Creating Arrow Objects¶
Recipes related to the creation of Arrays, Tables, Tensors and all other Arrow entities.
Creating Arrays¶
Arrow keeps data in continuous arrays optimised for memory footprint
and SIMD analyses. In Python it’s possible to build pyarrow.Array
starting from Python lists
(or sequence types in general),
numpy
arrays and pandas
Series.
import pyarrow as pa
array = pa.array([1, 2, 3, 4, 5])
print(array)
[
1,
2,
3,
4,
5
]
Arrays can also provide a mask
to specify which values should
be considered nulls
import numpy as np
array = pa.array([1, 2, 3, 4, 5],
mask=np.array([True, False, True, False, True]))
print(array)
[
null,
2,
null,
4,
null
]
When building arrays from numpy
or pandas
, Arrow will leverage
optimized code paths that rely on the internal in-memory representation
of the data by numpy
and pandas
import numpy as np
import pandas as pd
array_from_numpy = pa.array(np.arange(5))

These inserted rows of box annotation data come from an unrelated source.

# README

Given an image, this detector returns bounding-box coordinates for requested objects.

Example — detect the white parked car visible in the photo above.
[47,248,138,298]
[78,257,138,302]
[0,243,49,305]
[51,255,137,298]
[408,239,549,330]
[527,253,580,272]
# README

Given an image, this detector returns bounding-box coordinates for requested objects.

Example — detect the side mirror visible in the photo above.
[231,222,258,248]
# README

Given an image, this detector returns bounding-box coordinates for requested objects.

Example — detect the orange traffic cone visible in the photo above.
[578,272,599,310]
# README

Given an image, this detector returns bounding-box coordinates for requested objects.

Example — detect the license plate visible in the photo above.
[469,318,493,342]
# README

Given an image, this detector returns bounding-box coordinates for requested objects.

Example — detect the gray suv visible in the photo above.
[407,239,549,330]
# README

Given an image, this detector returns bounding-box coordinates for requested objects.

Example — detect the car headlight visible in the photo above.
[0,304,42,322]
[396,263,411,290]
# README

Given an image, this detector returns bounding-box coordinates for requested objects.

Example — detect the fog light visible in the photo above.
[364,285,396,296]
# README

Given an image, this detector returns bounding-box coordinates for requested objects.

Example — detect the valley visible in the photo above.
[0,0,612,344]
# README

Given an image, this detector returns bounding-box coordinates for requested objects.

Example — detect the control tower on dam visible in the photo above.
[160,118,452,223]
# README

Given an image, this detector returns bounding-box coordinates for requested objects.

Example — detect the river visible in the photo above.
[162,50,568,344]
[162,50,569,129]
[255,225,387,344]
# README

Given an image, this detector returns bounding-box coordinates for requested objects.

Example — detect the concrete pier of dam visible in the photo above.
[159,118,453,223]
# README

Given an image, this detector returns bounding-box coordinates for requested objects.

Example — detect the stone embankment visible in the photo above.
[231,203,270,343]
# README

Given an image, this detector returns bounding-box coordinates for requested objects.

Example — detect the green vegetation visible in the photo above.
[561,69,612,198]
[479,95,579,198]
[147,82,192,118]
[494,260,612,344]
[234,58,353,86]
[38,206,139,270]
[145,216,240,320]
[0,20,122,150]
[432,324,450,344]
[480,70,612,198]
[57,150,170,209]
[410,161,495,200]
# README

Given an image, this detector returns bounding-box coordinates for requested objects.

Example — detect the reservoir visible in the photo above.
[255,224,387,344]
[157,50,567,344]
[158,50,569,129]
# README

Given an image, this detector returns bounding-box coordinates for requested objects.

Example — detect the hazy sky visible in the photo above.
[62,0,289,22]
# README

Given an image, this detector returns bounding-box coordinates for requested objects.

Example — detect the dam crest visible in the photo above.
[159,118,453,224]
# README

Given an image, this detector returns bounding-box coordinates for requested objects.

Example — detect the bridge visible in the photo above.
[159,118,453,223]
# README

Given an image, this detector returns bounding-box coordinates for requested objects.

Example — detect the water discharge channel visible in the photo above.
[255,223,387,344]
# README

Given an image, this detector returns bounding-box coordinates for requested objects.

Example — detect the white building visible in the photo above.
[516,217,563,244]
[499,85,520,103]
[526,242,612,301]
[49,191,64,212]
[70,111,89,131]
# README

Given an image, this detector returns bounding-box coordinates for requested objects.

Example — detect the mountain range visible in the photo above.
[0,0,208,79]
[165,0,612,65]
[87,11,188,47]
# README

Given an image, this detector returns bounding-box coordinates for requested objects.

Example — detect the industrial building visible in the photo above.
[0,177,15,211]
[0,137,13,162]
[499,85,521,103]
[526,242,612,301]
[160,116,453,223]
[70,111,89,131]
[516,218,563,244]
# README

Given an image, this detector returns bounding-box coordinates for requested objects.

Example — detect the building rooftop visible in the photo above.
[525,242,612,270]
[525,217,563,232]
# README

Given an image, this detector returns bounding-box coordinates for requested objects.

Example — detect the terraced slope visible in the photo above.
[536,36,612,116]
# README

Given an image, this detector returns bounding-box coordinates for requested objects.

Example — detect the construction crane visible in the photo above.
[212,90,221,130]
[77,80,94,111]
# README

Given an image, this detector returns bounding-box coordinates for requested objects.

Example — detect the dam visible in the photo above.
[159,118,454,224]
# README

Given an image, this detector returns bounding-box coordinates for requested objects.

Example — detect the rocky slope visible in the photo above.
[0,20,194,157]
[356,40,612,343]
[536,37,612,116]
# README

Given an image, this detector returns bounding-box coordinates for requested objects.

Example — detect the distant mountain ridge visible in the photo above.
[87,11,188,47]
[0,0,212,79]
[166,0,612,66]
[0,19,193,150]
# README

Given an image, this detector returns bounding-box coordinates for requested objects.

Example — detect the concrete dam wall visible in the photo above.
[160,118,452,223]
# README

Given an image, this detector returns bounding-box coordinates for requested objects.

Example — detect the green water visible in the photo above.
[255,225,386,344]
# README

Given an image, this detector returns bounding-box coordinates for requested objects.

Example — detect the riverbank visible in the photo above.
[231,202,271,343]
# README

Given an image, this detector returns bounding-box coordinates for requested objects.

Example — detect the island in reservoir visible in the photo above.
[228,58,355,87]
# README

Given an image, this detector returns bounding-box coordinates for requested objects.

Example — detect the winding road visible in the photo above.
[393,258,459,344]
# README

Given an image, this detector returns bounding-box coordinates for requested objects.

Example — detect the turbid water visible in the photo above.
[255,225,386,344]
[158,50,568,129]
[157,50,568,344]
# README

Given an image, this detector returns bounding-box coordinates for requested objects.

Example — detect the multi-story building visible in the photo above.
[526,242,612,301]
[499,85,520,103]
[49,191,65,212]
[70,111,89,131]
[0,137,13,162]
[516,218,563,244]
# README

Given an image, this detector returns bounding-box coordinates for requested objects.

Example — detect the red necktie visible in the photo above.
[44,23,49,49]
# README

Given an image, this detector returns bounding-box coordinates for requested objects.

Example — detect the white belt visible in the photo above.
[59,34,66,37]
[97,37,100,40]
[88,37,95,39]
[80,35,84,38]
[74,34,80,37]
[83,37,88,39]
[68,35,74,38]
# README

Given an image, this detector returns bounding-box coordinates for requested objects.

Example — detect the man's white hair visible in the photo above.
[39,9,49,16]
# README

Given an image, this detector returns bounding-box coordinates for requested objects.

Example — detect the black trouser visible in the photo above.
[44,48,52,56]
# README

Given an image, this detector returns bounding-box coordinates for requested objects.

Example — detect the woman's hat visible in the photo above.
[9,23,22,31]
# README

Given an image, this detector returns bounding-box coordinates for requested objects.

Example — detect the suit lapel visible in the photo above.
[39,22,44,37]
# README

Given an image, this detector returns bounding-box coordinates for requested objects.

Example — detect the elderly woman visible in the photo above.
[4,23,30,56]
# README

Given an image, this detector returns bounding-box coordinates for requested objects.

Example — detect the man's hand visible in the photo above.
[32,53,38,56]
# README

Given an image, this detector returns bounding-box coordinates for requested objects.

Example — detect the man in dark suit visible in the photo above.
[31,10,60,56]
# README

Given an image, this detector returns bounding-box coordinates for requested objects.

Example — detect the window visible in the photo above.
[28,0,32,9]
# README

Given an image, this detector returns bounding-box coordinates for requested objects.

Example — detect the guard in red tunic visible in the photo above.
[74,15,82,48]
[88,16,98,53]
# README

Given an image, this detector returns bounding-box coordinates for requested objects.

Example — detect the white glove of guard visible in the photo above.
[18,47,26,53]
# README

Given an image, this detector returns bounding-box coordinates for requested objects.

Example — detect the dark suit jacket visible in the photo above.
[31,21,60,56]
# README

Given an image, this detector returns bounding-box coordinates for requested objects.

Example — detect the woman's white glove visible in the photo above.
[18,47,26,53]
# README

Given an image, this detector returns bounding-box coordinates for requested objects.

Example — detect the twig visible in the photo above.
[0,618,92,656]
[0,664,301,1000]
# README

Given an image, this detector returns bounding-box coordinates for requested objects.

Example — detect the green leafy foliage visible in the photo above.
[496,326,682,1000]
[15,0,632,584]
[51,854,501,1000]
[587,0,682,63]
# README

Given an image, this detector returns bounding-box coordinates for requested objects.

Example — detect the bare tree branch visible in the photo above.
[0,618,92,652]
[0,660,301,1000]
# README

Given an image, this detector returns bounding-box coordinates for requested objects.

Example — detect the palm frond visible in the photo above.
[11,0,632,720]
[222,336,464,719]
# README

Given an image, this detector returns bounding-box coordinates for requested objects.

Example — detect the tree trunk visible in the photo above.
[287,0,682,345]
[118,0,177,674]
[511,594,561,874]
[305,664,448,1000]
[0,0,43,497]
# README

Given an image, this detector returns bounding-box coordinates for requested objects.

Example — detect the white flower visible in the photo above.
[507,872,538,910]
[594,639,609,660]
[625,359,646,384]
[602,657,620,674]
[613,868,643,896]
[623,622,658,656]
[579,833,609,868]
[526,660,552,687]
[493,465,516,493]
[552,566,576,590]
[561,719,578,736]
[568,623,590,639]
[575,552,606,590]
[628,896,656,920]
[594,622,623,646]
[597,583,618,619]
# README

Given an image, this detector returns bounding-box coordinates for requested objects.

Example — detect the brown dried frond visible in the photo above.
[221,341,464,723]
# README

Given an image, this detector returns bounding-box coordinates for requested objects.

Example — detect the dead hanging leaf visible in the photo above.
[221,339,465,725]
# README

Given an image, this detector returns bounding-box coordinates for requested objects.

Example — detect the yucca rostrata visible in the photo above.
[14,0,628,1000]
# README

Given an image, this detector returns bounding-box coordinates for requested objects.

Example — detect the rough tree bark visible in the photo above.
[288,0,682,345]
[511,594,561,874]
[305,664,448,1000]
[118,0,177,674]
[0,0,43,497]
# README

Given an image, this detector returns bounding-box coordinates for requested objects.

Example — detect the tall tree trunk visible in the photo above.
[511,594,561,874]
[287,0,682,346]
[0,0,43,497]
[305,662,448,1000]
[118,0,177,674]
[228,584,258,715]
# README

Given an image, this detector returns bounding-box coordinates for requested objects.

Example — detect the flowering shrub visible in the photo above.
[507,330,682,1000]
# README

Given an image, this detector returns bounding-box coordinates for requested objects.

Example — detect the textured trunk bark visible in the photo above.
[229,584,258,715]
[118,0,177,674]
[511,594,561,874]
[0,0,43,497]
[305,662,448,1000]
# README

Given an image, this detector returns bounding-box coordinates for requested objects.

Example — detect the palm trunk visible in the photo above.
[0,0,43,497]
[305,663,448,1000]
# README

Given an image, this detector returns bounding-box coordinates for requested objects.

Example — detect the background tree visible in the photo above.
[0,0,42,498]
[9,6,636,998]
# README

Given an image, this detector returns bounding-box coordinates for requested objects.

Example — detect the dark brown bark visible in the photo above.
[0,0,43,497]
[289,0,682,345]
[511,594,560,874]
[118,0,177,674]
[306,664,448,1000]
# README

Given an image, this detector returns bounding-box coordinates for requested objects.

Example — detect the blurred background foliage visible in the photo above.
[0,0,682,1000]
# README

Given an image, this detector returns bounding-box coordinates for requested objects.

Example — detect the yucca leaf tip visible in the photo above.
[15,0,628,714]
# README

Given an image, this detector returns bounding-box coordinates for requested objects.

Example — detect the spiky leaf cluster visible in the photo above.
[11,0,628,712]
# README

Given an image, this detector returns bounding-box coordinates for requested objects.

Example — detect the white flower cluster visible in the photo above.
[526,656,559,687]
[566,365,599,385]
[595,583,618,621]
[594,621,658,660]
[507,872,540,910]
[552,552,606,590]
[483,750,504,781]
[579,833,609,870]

array_from_pandas = pa.array(pd.Series([1, 2, 3, 4, 5]))
Creating Tables¶
Arrow supports tabular data in pyarrow.Table
: each column
is represented by a pyarrow.ChunkedArray
and tables can be created
by pairing multiple arrays with names for their columns
import pyarrow as pa
table = pa.table([
pa.array([1, 2, 3, 4, 5]),
pa.array(["a", "b", "c", "d", "e"]),
pa.array([1.0, 2.0, 3.0, 4.0, 5.0])
], names=["col1", "col2", "col3"])
print(table)
pyarrow.Table
col1: int64
col2: string
col3: double
----
col1: [[1,2,3,4,5]]
col2: [["a","b","c","d","e"]]
col3: [[1,2,3,4,5]]
Create Table from Plain Types¶
Arrow allows fast zero copy creation of arrow arrays from numpy and pandas arrays and series, but it’s also possible to create Arrow Arrays and Tables from plain Python structures.
The pyarrow.table()
function allows creation of Tables
from a variety of inputs, including plain python objects
import pyarrow as pa
table = pa.table({
"col1": [1, 2, 3, 4, 5],
"col2": ["a", "b", "c", "d", "e"]
})
print(table)
pyarrow.Table
col1: int64
col2: string
----
col1: [[1,2,3,4,5]]
col2: [["a","b","c","d","e"]]
Note
All values provided in the dictionary will be passed to
pyarrow.array()
for conversion to Arrow arrays,
and will benefit from zero copy behaviour when possible.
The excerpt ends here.